How clean? Nothing messier than publishing.
“We anticipate seeing book and tabloid publishing,” said Steve Long of the Economic Development Corp. in November 1992. “The tabloid would deal with arts and entertainment in El Dorado County, a niche not being currently filled.”
So what are we? Chopped liver? We have had for a couple of decades at that point a weekly entertainment section called Weekend. Duh! Oh, but they will distribute to Amador County and Nevada County.
Of course, McIntosh recommended it to the Board of Supervisors and said he would act on the county’s behalf in all matters “pertaining to the application, including executing or signing of the grant agreement.” The grant included $33,750 for “program administration costs.”
Supervisors Sam Bradley, Ray Nutting, Mark Nielsen, Bill Center and John Upton all voted for it.
McIntosh handed out the grant-loan sometime after the board gave final approval in March 1993 and neglected to get any collateral.
These kinds of wheeler-dealer CAOs have made me suspicious of county CAOs in general. The best county exec was John Fitzpatrick, who was in office when I covered the supervisors in the 1980s. He wasn’t even called a CAO. The board gave him the title of Assistant to the Board. With that title, though, he took over a troubled Planning Department and personally put it back in shape. It was a great Planning Department. They had top flight people staffing their counter, people like the planner in charge of subdivisions. Fitzpatrick had a secretary and that was the entire administrative staff. He put the budget together with Auditor Em MacAnnally.
He was followed by a CAO who had a calculator on the wristband of his watch, and that’s another story.
Within six months of setting up shop as American Traveler Press the two principles bought the Reporter newspaper, hired staff, including one of our former reporters who thought he was going to make more money, and expanded what had been a one-man operation into a full-blown newspaper directly competing with us. Ain’t government grant-loans fun?

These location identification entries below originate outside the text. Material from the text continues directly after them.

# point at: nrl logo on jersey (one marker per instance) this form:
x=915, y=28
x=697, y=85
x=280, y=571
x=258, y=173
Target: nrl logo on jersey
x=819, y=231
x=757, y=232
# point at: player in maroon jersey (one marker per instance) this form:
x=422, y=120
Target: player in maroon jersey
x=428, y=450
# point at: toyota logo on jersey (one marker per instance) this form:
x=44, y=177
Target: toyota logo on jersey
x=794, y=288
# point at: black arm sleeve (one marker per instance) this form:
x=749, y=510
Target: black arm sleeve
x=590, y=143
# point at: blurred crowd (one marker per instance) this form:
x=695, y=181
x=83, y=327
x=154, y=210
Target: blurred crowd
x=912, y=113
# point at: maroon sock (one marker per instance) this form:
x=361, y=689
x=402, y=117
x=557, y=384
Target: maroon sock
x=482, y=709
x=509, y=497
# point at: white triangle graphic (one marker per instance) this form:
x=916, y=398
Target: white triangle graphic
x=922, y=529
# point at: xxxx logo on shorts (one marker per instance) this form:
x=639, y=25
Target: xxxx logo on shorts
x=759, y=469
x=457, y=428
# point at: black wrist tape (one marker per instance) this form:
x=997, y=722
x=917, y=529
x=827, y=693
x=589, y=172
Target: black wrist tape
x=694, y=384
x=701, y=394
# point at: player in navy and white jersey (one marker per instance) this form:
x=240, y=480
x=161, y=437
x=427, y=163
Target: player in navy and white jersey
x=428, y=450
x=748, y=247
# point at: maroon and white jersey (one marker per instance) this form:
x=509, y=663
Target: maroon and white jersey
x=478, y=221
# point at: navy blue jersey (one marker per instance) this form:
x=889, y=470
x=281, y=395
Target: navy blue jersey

Oh, they said they had separate investors. Yeah, sure. A January 1994 audit found they turned over a second deed of trust as collateral on their Amador County property, had not conducted required audits and had not paid the annual 8 percent interest required.
We determined that the Hi-Sierra! magazine and the Reporter newspaper had nearly the identical staff. The percentage worked out to 59 percent. Hi-Sierra! had four advertising consultants and four contributing editors plus a receptionist beyond what the Reporter had.
Besides having a dumb name for a magazine, the Canadian-American duo published all of three magazines and then defaulted on the $450,000 loan in February 1994. The county took them to court to obtain all records and equipment, get a second deed on their Amador County property and be repaid for a $10,000 bounced check they sent the county. Pat Lakey followed the couple from the courthouse to their Amador City house and witnessed them hauling out boxes and taking them straight to the dump. So much for the documents. We later found a second deed already taken out on their house and it wasn’t to the county.
A later grand jury report concluded that nobody was in charge of the loan application and nobody checked to make sure guidelines were being followed.
The former Travelers Press duo of Joyce Williams and Don Stone were reported in November 1994 to be raising money for a community theater in Sutter Creek.
The county found the assets of American Traveler Press were worthless. The magazine’s employees were stiffed on their paychecks. The Reporter lasted until Oct. 25, 2002. Then someone, practically getting the newspaper out of the dumpster, tried to revive it, publishing for six weeks in January through February 2003.
And that’s how county government helped our competition. The CAO at the time, is like many CAOs — was smart with an ego and a lack of attention to details that meant he was potentially an easy mark for the sophisticated sales person. In this case he fell for a couple of hucksters.